Since I'm on a budget, and wanted one of the Roundhouse 2-6-0's with the two tone grey boiler, and my son and I both wanted a Lehigh Valley F-7 (both on blowout sale from MB Klein), the EM-1 is or will be gone, and those other engines are due to arrive this week.

I know that's not how you do things, but I'm not you.

I couldn't afford to keep the EM-1 and get those other items--the money is not there--I need to have some car repairs done and it's the wife's birthday, and the EM-1 didn't fit my new Northeastern U.S. theme anyway, while the other engines do.

Due to many trades over the years, I'm well familiar with all ends of the consignment process.  The best way is Ebay.  I never intended to do hundreds of sales on Ebay, but change my mind regarding the trains I like.  Sometimes I break even in cash money at the end of the day, partly due to occasionally getting the "employee emeritus discount" at my former employer, and partly because I'm really good at buying stuff at blowout sales.  If I later change my mind and need to sell it, I sometimes break even and often nearly so--losing only 10% or 20%, though that won't be the case I fear on my EM-1.

John

P.S. Prior to the brass mogul, I broke even on Ebay selling two groups of 3 brass steamers each.  Three Overland UP 2-8-8-0's and three Hallmark ATSF Super Crown 2-10-4's, but that was years ago when I had disposable cash, before current house and kids.  The time to buy is when Overland has a sale...then you also won't lose if you later sell.

  • Member since
    October 2001
  • From: OH
  • 17,574 posts
Posted by BRAKIE on Thursday, July 5, 2012 10:00 AM

I couldn't afford to keep the EM-1 and get those other items--the money is not there--I need to have some car repairs done and it's the wife's birthday, and the EM-1 didn't fit my new Northeastern U.S. theme anyway, while the other engines do.

-----------------------------------------------

I dumped unwanted older or "whim" locomotives as well to buy newer ones..There certainly nothing wrong there.

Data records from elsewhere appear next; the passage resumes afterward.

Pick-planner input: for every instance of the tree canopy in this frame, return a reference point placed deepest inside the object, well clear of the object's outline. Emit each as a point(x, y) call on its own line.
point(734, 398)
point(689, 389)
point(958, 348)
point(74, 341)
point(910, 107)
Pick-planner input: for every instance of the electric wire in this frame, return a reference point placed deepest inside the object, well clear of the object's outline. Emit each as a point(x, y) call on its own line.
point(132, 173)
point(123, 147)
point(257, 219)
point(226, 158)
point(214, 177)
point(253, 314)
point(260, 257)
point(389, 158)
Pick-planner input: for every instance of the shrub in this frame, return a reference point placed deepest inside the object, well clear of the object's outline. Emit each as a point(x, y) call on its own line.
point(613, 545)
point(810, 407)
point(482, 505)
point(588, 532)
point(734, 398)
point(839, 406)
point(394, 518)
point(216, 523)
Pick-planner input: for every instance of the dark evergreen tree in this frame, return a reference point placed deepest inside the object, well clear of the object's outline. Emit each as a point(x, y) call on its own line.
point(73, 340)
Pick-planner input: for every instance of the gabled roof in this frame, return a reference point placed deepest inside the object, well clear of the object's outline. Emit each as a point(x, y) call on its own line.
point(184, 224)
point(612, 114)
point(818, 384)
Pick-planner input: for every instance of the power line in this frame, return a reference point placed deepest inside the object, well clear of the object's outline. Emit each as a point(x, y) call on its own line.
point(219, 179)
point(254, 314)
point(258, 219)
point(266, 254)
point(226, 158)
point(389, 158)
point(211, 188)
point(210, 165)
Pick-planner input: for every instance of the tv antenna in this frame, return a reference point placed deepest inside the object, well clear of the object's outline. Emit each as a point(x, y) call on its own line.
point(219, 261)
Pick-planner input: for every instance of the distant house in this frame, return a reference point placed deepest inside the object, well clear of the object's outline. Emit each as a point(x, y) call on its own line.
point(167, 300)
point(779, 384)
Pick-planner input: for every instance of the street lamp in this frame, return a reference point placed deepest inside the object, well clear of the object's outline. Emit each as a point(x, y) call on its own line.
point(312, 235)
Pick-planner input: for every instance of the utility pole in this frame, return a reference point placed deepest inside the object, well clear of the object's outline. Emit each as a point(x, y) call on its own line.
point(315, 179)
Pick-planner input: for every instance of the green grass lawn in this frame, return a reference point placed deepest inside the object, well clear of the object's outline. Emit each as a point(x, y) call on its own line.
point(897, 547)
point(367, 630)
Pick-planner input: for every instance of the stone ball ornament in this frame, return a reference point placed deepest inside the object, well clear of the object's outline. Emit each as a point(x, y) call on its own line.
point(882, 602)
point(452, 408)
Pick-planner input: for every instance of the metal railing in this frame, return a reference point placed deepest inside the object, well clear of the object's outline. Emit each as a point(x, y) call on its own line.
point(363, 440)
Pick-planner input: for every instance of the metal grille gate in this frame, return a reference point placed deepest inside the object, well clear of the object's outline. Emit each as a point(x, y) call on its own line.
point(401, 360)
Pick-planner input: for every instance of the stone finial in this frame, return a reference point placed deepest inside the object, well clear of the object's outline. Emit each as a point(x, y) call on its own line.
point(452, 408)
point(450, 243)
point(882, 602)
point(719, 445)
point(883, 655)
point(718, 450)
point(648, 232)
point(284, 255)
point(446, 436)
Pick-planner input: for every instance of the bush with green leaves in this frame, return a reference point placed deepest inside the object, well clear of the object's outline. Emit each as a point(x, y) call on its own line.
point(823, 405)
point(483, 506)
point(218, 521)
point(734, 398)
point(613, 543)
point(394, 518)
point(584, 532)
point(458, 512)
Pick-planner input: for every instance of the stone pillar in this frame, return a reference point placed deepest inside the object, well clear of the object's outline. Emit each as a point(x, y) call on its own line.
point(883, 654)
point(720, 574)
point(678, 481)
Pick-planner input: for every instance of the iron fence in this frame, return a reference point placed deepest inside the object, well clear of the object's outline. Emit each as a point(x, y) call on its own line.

Since retiring I stop buying "whim" locomotives.Laugh

Larry

Conductor.

Summerset Ry.


"Stay Alert, Don't get hurt  Safety First!"

  • Member since
    January 2010
  • 699 posts
Posted by UP 4-12-2 on Thursday, July 5, 2012 12:14 PM

Thanks Brakie--

I'm 44, and looking at 25 more years of work if so blessed with the health to finish it, and hoping then perhaps I might be able to retire.

I too am trying to avoid "whim" locomotives that cost more than $100 at this point.  For me to spend $380 for the EM-1 with sound was not very wise.

An Athearn/Roundhouse mogul at $67 and an Intermountain F unit at $76 are better choices for a "whim" purchase...but they will also fit my "northeastern" or "New England" theme better.